Over the last year, we have been working hard to implement a brand-new chemical structure drawing package which is being integrated into the Leadscope tools. Although one of the more common applications of this tool will be to draw a chemical structure on which to apply computational models, the tool is also ideal for the assessment of ad hoc potentially reactive features.

Please get in touch with me (Glenn Myatt, if you would like to discuss this approach in more detail.


  1. How an expert-review could be used to resolve out-of-domains
  2. The use of chemical analogs in expert reviews
  3. Jayasekara, S et al., Assessing the impact of expert knowledge on ICH M7 (Q)SAR predictions. Is expert review still needed?, Regulatory Toxicology and Pharmacology, 125,  2021, 105006
  4. Roberts G, et al., Leadscope: Software for Exploring Large Sets of Screening Data. J. Chem. Inf. Comput. Sci., 2000, 40, 1302-1314.

Expanding the use of in silico toxicology

The application of in silico toxicology is constantly increasing as we better understand how such methods can support different applications (such as the assessment of genotoxic impurity, extractables and leachables, chemicals requiring classification and labelling, and so on). Position papers are critical to support this expansion. We have reported in some recent blog posts progress in the development of such publications that outline protocols for using such methods1,2,3, expansion of our knowledge around structure-activity relationships4 as well as publications assessing whether in silico methods are fit-for-purpose5,6.

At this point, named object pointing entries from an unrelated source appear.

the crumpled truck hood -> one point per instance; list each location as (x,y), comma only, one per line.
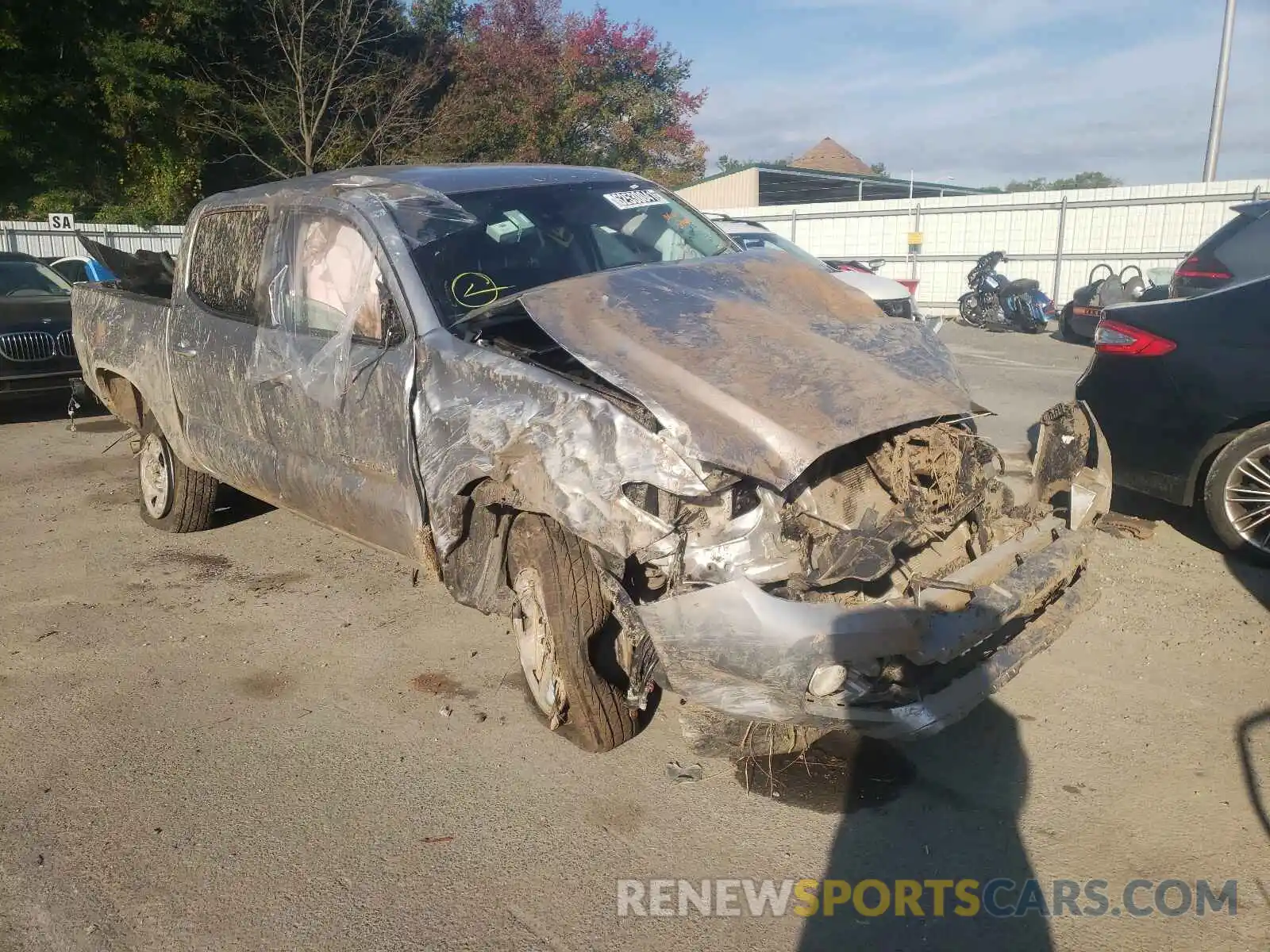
(755,362)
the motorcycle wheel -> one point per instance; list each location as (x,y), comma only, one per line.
(969,310)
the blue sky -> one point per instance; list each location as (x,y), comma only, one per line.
(979,90)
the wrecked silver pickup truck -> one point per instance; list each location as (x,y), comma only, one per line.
(572,399)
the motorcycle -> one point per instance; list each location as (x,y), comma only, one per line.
(996,302)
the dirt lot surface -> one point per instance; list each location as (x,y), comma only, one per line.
(264,736)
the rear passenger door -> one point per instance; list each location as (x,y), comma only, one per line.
(337,409)
(211,340)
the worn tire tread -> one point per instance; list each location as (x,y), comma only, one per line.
(194,505)
(598,716)
(1213,495)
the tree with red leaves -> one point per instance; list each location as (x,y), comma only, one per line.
(531,84)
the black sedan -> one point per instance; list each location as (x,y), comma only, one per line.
(37,353)
(1183,393)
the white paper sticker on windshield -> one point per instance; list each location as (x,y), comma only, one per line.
(635,198)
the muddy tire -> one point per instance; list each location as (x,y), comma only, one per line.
(173,497)
(560,609)
(1237,495)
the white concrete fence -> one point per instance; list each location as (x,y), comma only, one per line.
(38,239)
(1056,238)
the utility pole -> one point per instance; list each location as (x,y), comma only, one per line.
(1223,75)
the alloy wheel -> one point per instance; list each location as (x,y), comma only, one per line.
(1248,498)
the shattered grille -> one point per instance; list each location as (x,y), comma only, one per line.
(899,308)
(225,260)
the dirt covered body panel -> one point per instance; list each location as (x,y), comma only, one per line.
(781,486)
(756,362)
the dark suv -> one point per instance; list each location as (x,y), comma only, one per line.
(1240,251)
(37,353)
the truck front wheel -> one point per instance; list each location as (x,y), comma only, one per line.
(173,497)
(560,608)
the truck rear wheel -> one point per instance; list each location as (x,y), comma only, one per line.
(173,497)
(560,608)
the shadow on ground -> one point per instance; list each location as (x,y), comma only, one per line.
(234,507)
(937,812)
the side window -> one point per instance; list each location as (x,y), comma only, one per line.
(73,271)
(225,260)
(1248,251)
(336,282)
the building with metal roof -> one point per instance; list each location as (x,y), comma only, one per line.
(759,184)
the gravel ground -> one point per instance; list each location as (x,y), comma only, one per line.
(264,736)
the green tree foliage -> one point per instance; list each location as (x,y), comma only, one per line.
(133,109)
(1083,179)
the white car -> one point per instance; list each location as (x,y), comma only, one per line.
(891,296)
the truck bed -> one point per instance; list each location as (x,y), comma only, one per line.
(124,334)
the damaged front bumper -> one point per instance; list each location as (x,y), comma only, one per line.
(752,655)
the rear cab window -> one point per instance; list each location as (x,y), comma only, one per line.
(225,262)
(527,236)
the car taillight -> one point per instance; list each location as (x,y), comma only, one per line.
(1115,338)
(1200,266)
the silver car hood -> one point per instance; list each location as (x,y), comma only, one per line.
(753,362)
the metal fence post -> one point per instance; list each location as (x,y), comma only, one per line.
(1058,249)
(912,255)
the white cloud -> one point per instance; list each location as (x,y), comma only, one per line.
(1132,105)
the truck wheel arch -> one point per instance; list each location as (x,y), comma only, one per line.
(122,397)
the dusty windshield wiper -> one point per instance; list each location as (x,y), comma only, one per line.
(491,310)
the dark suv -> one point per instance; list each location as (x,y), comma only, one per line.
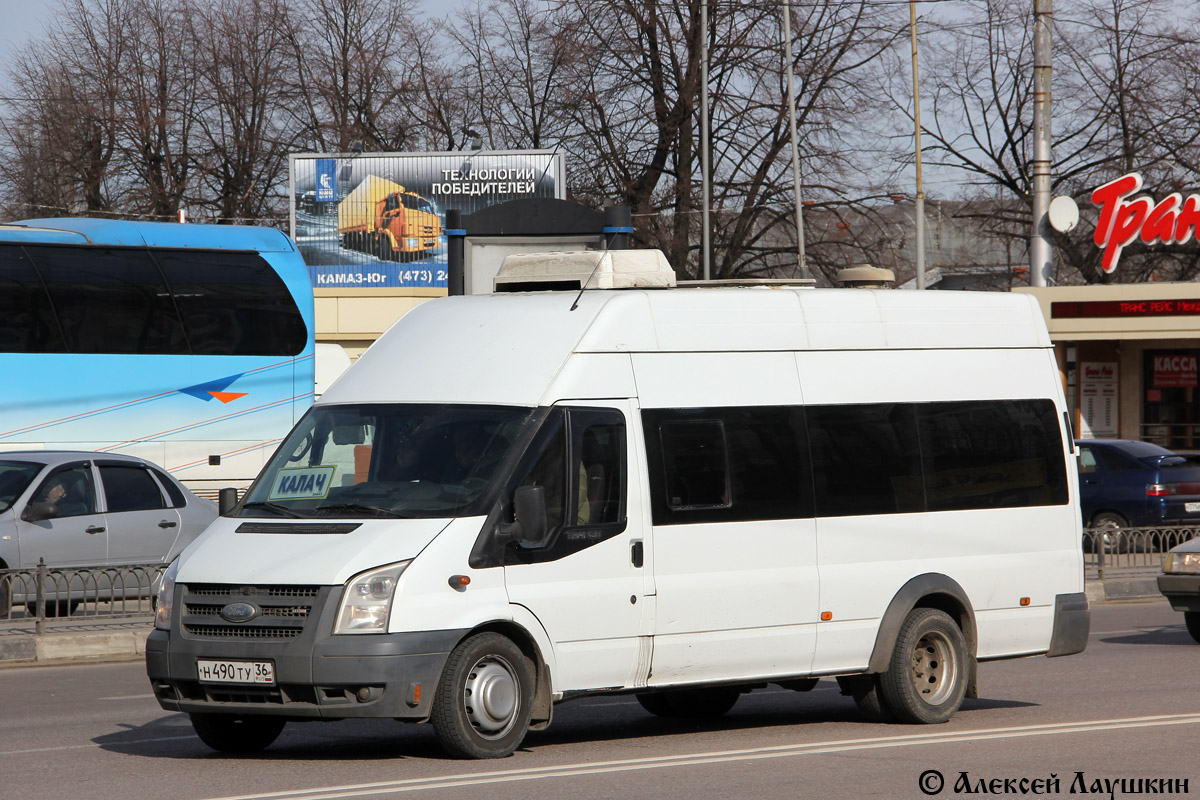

In the development of such publications, we have learned that it is essential to thoroughly understand the context into which such methods are being applied. In addition, some common themes include the importance of high-quality toxicology databases, using multiple in silico methodologies and access to transparent information to perform an expert review. We are currently working hard on the development of new and updated models to support these, and newer applications based on these best practices.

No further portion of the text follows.